Ms Barra contrasted GM’s old way of working – rigid annual portfolio reviews and top-down product decisions – with a new, more flexible model of constant reassessment.

“There was a point in time in my career where we’d work on the portfolio plan going forward, and we would do it [in a a way that]… was an annual process, trust me, it’s not an annual process anymore,” she said.

Now, she explained, the company builds optionality into programs.

“As we were planning a new program, you know, how many different versions of the vehicle did we do? We had those choices that we could make, but we didn’t have to make them the minute we started the program. And so we literally told the team, ‘hey, tell us when you need this decision from us to keep it on track’.”

This agility, she argued, allows GM to better match production and product mix to market realities, regulatory changes, and customer demand.

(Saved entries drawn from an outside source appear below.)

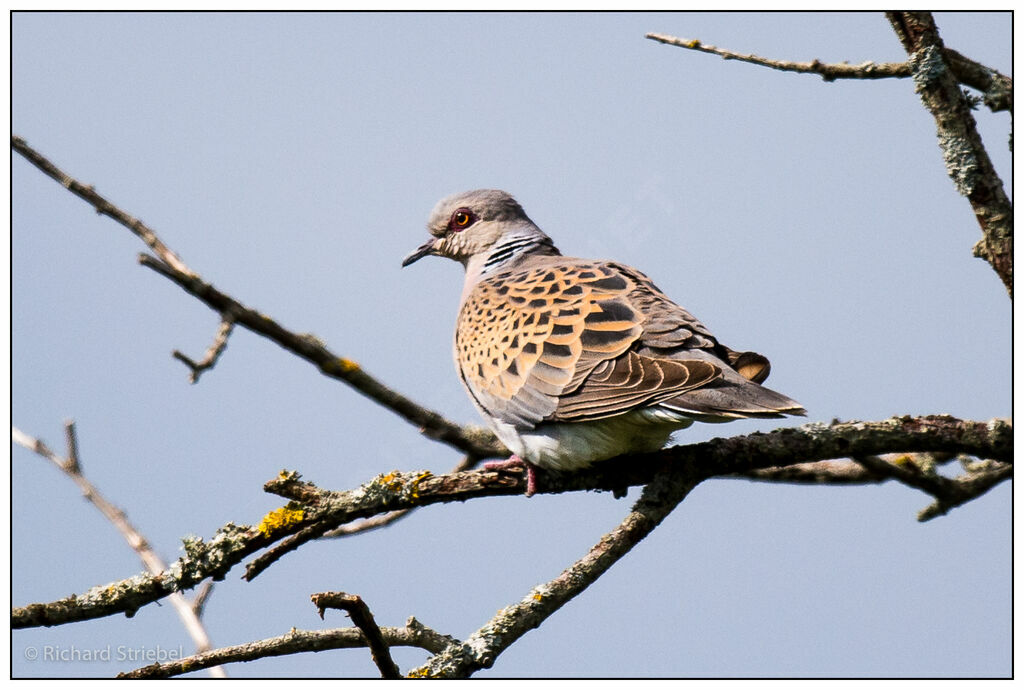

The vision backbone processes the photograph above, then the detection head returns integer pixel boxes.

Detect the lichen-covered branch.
[12,522,264,629]
[322,454,477,540]
[886,12,1013,296]
[942,47,1013,113]
[10,135,507,459]
[645,31,1012,113]
[118,617,457,679]
[14,415,1005,631]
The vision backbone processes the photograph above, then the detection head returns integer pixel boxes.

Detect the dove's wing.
[455,259,724,428]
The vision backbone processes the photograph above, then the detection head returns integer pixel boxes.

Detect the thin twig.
[191,580,215,619]
[243,521,336,582]
[11,135,194,276]
[173,316,235,383]
[886,12,1013,296]
[312,592,401,679]
[12,415,1012,630]
[647,33,910,81]
[11,423,226,677]
[62,419,81,473]
[917,461,1011,521]
[740,452,956,484]
[741,458,885,484]
[645,31,1012,113]
[10,134,507,459]
[118,617,457,679]
[852,454,1012,521]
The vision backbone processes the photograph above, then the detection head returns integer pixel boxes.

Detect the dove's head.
[402,189,556,270]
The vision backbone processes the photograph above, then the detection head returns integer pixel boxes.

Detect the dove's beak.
[402,238,437,267]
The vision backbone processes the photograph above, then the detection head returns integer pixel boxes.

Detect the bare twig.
[311,592,401,679]
[12,415,1011,630]
[645,31,1012,113]
[62,419,81,473]
[191,580,215,619]
[173,316,235,383]
[118,617,457,679]
[647,33,910,81]
[243,521,343,582]
[740,452,954,484]
[917,461,1012,521]
[10,135,507,459]
[852,454,1012,521]
[11,135,194,276]
[741,458,886,484]
[886,12,1013,296]
[11,423,226,677]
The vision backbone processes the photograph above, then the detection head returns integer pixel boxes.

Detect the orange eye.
[450,208,475,231]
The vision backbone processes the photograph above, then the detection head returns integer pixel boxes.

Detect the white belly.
[490,408,694,472]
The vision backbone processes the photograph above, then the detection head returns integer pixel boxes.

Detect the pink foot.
[484,455,539,496]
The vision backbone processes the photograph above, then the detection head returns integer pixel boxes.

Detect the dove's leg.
[483,455,539,496]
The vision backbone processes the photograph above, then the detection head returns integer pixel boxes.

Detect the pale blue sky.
[12,11,1011,678]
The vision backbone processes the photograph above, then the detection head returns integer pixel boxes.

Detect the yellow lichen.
[336,358,360,373]
[380,472,402,491]
[258,504,306,537]
[409,471,433,499]
[373,470,434,503]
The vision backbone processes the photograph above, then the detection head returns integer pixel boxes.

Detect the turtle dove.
[403,190,805,495]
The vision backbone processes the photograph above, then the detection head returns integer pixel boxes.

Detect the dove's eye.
[450,208,476,231]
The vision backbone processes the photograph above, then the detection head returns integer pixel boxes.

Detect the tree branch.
[741,458,886,484]
[172,315,235,384]
[322,454,478,539]
[852,453,1012,522]
[311,592,401,679]
[645,31,1012,113]
[740,451,953,484]
[886,12,1013,296]
[14,415,1007,631]
[11,136,194,276]
[11,134,507,459]
[647,33,911,81]
[118,617,457,679]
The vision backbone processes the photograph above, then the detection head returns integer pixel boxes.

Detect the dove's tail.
[659,378,806,423]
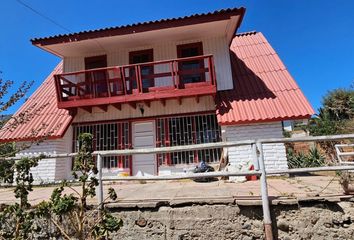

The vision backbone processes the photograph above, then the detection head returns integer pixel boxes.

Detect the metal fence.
[4,133,354,240]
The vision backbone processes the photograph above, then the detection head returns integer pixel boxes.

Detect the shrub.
[0,155,43,239]
[287,147,325,169]
[36,133,122,240]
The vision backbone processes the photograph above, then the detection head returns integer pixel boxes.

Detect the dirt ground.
[0,174,351,207]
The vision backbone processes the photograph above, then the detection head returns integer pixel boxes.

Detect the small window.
[85,55,107,70]
[84,55,108,96]
[177,42,205,85]
[129,49,154,91]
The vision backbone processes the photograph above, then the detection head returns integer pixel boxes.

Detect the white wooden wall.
[73,96,215,123]
[63,36,233,91]
[222,122,289,171]
[16,126,73,183]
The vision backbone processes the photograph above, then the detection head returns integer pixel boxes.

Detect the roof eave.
[31,7,246,47]
[218,114,313,126]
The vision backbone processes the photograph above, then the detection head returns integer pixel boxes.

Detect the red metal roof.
[1,31,314,142]
[31,7,245,46]
[216,31,314,125]
[0,62,72,142]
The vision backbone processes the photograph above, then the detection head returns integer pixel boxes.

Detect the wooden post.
[207,56,213,84]
[96,154,104,210]
[121,67,127,95]
[256,141,273,240]
[170,62,175,89]
[173,61,180,89]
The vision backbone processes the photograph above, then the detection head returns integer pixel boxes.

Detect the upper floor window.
[177,42,205,85]
[129,49,154,91]
[85,55,107,70]
[84,55,107,97]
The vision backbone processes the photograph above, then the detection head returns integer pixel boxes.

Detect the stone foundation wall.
[23,200,354,239]
[110,201,354,240]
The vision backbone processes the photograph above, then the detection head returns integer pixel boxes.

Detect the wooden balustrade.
[54,55,217,109]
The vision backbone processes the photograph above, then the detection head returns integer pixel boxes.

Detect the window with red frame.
[73,122,131,169]
[156,114,222,165]
[177,42,205,86]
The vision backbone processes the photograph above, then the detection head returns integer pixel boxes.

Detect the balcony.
[54,55,217,110]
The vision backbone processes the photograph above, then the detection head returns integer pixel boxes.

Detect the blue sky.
[1,0,353,114]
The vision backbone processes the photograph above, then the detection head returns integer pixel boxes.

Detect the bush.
[287,147,325,169]
[36,133,122,239]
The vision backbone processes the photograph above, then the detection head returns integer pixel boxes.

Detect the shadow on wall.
[216,51,276,115]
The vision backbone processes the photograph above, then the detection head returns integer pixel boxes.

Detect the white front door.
[132,121,156,176]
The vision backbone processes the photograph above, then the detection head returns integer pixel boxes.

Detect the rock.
[342,223,350,228]
[242,223,251,230]
[147,222,153,228]
[241,236,253,240]
[311,216,319,225]
[324,222,332,228]
[135,217,147,227]
[332,219,340,225]
[342,215,351,224]
[253,221,263,229]
[277,220,289,232]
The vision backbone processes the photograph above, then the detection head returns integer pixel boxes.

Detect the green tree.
[308,87,354,136]
[322,88,354,121]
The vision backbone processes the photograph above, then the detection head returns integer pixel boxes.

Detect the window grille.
[73,122,131,169]
[156,114,222,165]
[73,114,221,170]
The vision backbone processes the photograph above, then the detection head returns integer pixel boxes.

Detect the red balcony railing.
[54,55,217,109]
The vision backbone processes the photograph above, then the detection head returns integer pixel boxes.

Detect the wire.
[16,0,106,52]
[16,0,72,33]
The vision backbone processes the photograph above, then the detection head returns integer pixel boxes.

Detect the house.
[0,8,314,182]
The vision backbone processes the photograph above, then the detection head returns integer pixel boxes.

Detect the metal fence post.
[252,143,260,171]
[256,141,273,240]
[96,154,103,209]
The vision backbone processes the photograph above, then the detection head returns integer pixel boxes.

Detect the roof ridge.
[235,31,258,37]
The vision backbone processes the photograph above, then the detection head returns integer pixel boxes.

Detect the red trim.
[165,118,171,165]
[72,110,216,126]
[0,135,65,144]
[112,103,121,110]
[97,105,108,112]
[32,8,246,46]
[218,115,312,126]
[57,86,216,109]
[129,123,133,175]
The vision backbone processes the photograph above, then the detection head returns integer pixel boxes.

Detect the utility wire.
[16,0,106,51]
[16,0,72,33]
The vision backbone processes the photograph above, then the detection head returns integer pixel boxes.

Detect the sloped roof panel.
[0,63,72,142]
[216,32,314,125]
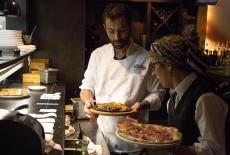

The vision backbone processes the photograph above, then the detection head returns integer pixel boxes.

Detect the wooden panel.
[95,0,180,3]
[146,2,152,49]
[27,0,85,102]
[196,5,208,49]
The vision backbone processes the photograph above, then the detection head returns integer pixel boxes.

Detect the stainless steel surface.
[40,68,59,84]
[66,120,110,155]
[71,98,89,120]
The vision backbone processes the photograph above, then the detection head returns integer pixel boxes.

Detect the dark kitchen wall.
[27,0,85,102]
[6,0,27,32]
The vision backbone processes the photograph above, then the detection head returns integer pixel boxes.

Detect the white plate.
[28,85,46,91]
[0,94,30,99]
[116,129,181,149]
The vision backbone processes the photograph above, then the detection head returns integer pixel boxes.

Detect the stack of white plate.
[0,30,24,47]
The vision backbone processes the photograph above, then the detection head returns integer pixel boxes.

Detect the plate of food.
[116,118,182,149]
[0,88,30,99]
[89,102,133,116]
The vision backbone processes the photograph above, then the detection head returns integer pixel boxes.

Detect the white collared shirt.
[80,40,164,152]
[168,72,228,155]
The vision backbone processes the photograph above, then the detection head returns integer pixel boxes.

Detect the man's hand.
[130,100,150,118]
[131,100,150,112]
[84,100,94,109]
[131,102,142,113]
[130,102,141,118]
[83,104,98,122]
[80,89,98,121]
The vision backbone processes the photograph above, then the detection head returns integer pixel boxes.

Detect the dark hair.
[102,3,131,25]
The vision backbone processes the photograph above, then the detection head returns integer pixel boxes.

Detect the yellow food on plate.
[93,102,131,112]
[0,88,29,96]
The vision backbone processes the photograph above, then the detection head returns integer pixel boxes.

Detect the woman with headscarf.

“We had a lot more information a year, 15 months, 18 months later, to say, ‘Okay, with this information, this is the decision’. And I think that kind of shows the agility that we’ve developed at General Motors.”

Ms Barra admitted that the past 18 months in particular have required constant pivots as regulatory timelines and emissions standards shifted.

“If you go back, say, 18 months ago, we were on a path where we were working to a 2030 goal with fairly stringent emission standards,” she said.

“In fact, even with the previous [US] administration, I was making sure they understood, in my view [that] they were getting ahead of the customer with where the regulatory environments were going. I think that’s a dangerous point in a situation like this.”

The ability to make “a 10 per cent tweak here, a 20 per cent tweak there,” rather than lock into five-year plans, is what she sees as GM’s cultural transformation.

For Australians, Ms Barra’s words carry a sharper edge. It was under her leadership that GM wound down Holden, though the end of local manufacturing was announced prior to her ascending to the top spot at the company back in 2014.

The end of local manufacturing was announced in 2013, with the final locally built Holden rolling off the production line in 2017. The brand was then axed entirely in 2020.

GM had argued Holden had become unsustainable given its scale in the global business.

Ms Barra’s focus on agility and responsiveness raises an uncomfortable counterfactual: if GM had embraced this culture earlier, could Holden have been repositioned rather than retired?

She insists GM is now better placed to respond to fast-changing conditions. “It’s [now] not just here’s the plan, go execute, and don’t pay attention to anything else that’s happening around you,” she said.

Ms Barra downplays the idea of shaping a legacy, but acknowledges the cultural reset may prove to be her most lasting achievement.

For Australians, though, Ms Barra’s legacy is more complicated, given she was the CEO who shut down Holden. That decision reflects the same hard-headed pragmatism she now touts as a strength – but for many, it also symbolises the loss of an iconic part of Australia’s motoring identity.